# VAD (Voice Activity Detection) in Python-Part 1


## 1. A VAD Algorithm Returning the Probability of Speech
Originally, the VAD algorithm used to decide weather a frame is speech or not is the one proposed by Sohn et.al. [1](Sohn, Jongseo., Nam Soo Kim, and Wonyong Sung. "A Statistical Model-Based Voice Activity Detection." Signal Processing Letters IEEE. Vol. 6, No. 1, 1999.). Matlab's voiceActivityDetector implements the algorithm and returns the probability of speech given a group of sound samples which is a frame in this case. For details, refer to [Documentation > Audio Toolbox > voiceActivityDetector](https://www.mathworks.com/help/audio/ref/voiceactivitydetector-system-object.html).

This algorithm computes the probability of speech from an arbitary sample size. Therefore it is quite flexible in selecting the threshold of the probability and the frame length.

## 2. Switching from Matlab to Python
The code to make hunks was written in Matlab. It has become a phase to incorporate this functionality into the rest of code written in Python. Therefore it has become necessary to switch the VAD module from Matlab to Python.

### 2.1. Python's Pros and Cons
One of the Python's advanges is the large pool of open-source packages readily availble to use. A popular scientific ecosystem SciPy includes high quality open-source softwares such as Numpy, Matplotlib, and pandas. They are well-documented and complete in a sense that critical bugs are fixed. 

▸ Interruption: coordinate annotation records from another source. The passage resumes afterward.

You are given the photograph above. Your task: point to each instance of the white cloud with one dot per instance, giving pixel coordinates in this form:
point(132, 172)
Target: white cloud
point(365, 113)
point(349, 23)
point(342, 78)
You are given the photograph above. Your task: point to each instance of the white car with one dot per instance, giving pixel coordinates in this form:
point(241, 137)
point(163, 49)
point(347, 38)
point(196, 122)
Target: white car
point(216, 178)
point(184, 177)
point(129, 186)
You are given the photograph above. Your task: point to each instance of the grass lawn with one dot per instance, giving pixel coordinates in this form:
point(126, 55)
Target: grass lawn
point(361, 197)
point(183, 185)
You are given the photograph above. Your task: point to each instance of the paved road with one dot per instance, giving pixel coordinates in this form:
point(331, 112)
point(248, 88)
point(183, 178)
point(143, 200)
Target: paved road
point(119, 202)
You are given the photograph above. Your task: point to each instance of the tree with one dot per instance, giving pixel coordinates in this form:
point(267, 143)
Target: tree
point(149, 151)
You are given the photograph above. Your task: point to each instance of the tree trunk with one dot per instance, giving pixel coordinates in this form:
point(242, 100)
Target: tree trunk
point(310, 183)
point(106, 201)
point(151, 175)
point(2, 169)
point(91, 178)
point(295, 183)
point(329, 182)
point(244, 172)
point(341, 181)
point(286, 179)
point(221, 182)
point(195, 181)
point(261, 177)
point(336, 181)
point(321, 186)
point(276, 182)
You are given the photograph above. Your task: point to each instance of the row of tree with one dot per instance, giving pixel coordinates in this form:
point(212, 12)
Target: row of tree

On the other hand, the disadvantage of many other open-source packages comes from the fact that they're not commercial products. Except a small number of popular packages, many open-source softwares are often imcomplete. For example, the documentation is out-dated and even inaccurate. Additionally, I have found many of them don't run or include errors that need to be fixed in order to make them work.

### 2.2. VAD Algorithms in Python
#### 2.2.1. Google Search Results
Google search results with the following keywords
  * vad python
  * python voice activity detection
  * python voice activity detection probability of speech

are summarized below.

## 3. Overview of VAD Algorithms
A web article [What are current state-of-the-art algorithms for voice activity detection?](https://www.quora.com/What-are-current-state-of-the-art-algorithms-for-voice-activity-detection), equivalently [CMUSphinx > Wiki > ASR > VAD](https://cmusphinx.github.io/wiki/asr/vad/) (both articles are identical), overviews VAD algorithms. The article is reformatted and broken links are fixed below.

### 3.1. WebRTC VAD
One of the modern fast VADs available in public is VAD from WebRTC codec. It incorporates almost all the existing features and works pretty reliable.

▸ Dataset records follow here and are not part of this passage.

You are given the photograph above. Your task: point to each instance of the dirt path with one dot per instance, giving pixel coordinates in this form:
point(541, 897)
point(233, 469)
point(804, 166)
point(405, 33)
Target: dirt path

* ***WebRTC VAD's C++ Implementation*** is available at https://chromium.googlesource.com/external/webrtc/+/master/common_audio/vad/.
* ***Python Interface to the WebRTC VAD***
is available at https://github.com/wiseman/py-webrtcvad/.

#### 3.1.1. WebRTC VAD's C++ Implementation
![vad-WebRTC_VAD_in_cpp.png](attachment:vad-WebRTC_VAD_in_cpp.png)


#### 3.1.2. Python Interface to the WebRTC VAD [py-webrtcvad](https://github.com/wiseman/py-webrtcvad)
This Github repository shares a Python interface to the WebRTC VAD. Given a short segment or frame from the audio file, the WebRTC VAD returns if the frame is a speech or not. It only accepts 16-bit mono PCM audio, sampled at 8000, 16000, 32000 or 48000 Hz. A frame must be either 10, 20, or 30 ms in duration.

For details, refer to the next section as WebRTC is tested.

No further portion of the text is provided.